One reader asked whether they should keep Justin Morneau or Ike Davis for the rest of the season. While that question interested me, what piqued my interest more was to consider whether a player should keep Morneau or Chris Colabello for the remainder of the season? Both are off to very good starts on the season, so both have been added by most owners in Yahoo and ESPN leagues. Both might also be sell high candidates depending on what some of the secondary numbers say. (Numbers through April 25th)
AVG HR Runs RBI SB BB
Colabello .318 3 11 27 0 4
Morneau .346 5 11 17 0 3
As of this writing, Colabello leads the American League in RBIs. Even when you spot him this advantage, the chances that he will end up leading the AL in RBIs are somewhere between slim and none. Before you even consider the secondary numbers, you have to consider the source. Colabello is 30 years old and he made his ML debut last season. While the minor league season is shorter, you would expect an accomplished run producer to eclipse the 80 RBI barrier routinely. He did that once even though he made his professional debut in 2005.
Okay, maybe those numbers are a little skewed.
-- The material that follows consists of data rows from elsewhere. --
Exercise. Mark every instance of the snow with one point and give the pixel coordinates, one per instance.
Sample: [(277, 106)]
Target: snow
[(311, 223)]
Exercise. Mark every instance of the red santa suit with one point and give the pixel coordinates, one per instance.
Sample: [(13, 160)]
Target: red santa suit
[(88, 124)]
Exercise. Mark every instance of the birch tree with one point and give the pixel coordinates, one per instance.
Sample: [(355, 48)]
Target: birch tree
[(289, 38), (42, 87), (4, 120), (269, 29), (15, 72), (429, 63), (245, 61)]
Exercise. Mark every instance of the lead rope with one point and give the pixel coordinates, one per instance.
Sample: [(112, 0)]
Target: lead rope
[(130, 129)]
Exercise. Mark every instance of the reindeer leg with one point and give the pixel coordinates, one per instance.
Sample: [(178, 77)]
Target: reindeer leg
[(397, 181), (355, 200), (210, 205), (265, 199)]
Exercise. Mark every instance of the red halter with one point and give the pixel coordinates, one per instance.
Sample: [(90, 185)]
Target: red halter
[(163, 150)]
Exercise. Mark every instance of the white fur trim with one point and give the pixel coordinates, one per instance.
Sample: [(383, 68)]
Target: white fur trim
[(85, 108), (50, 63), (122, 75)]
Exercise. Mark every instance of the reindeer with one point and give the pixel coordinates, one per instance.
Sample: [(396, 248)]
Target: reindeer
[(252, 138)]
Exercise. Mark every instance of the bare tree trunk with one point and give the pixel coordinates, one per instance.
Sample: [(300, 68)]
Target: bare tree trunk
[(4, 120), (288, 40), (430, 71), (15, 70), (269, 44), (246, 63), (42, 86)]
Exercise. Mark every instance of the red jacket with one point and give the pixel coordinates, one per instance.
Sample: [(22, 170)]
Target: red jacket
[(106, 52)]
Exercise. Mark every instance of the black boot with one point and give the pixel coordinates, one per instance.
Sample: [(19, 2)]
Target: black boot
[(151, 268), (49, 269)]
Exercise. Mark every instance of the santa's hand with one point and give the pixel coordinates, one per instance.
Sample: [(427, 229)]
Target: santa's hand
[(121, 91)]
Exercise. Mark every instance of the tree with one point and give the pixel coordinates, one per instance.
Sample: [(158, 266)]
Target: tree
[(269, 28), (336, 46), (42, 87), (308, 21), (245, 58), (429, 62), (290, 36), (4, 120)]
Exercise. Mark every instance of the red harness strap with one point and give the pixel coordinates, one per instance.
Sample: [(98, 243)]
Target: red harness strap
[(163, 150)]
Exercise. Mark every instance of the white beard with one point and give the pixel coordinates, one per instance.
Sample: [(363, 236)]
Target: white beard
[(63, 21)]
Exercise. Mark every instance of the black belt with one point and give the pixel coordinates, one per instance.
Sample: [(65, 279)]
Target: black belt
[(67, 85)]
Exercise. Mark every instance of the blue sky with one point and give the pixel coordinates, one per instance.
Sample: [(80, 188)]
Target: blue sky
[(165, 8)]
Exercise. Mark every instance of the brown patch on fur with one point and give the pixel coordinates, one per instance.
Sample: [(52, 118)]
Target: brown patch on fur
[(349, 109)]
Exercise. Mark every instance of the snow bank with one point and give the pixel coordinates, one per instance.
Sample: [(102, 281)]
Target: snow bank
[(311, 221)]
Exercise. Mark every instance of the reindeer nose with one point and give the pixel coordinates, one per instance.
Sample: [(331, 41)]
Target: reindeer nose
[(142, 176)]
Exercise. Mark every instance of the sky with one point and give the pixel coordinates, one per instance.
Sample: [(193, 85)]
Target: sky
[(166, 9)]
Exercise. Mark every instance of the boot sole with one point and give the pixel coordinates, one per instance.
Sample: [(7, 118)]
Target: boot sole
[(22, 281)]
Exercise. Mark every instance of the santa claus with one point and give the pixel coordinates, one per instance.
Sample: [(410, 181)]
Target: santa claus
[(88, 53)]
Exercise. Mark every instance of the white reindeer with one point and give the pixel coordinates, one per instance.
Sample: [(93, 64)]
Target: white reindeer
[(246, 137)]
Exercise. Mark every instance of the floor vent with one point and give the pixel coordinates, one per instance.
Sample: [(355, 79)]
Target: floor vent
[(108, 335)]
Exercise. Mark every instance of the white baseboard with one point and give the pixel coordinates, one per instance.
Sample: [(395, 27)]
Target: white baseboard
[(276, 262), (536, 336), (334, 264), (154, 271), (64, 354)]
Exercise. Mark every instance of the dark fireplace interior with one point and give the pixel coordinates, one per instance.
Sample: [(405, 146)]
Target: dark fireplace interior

Yet, they are no more skewed than what we are currently seeing. As for Morneau, he has a bit different track record. The former AL MVP could either be enjoying the thin Denver air or could be rounding back into shape now that he is a few years removed from the post-concussion symptoms that seemed to derail his career. At any rate, the plate discipline numbers might give us some more clues.
BABIP SO% BB% Oswing Contact
Colabello .410 25.0 4.5 30.5 69.3
Morneau .338 11.9 3.6 40.3 84.2
I’m not really liking either of these guys long-term. Morneau seems to be enjoying some good batted ball luck at the moment, but not nearly as good as Colabello. On the positive side, he seems to be making some good contact. However, both guys are not drawing walks and that has a way of catching up with you in the long-term. In particular, Colabello looks like a hacker when you look at his contact rate. When you dwindle that astronomical BABIP down into normal territory, suddenly he looks even a little less than ordinary.
ISO LD% GB% FB% HR/FB
Colabello .217 19.7 50.8 29.5 16.7
Morneau .269 21.4 45.7 32.9 21.7
If you look at these numbers in a vacuum, you would guess that Morneau had the higher BABIP because of the higher line drive rate and higher percentage of fly balls becoming home runs. That might be a clue to the futures of both of these hitters. Colabello screams regression in every sense of the word. First, there is no way he can sustain his RBI rate even if everything else remains the same. As you might expect, that probably won’t happen either.
Justin Morneau may end up sustain a similar level of success in the mile high air. So, people that added him after the fact may be better off holding on to him and seeing if he can sustain the success. Colabello owners either need to try to trade him to someone in your league that is not as sophisticated or simply waiting until he cools off and dumping him for someone else on a hot streak.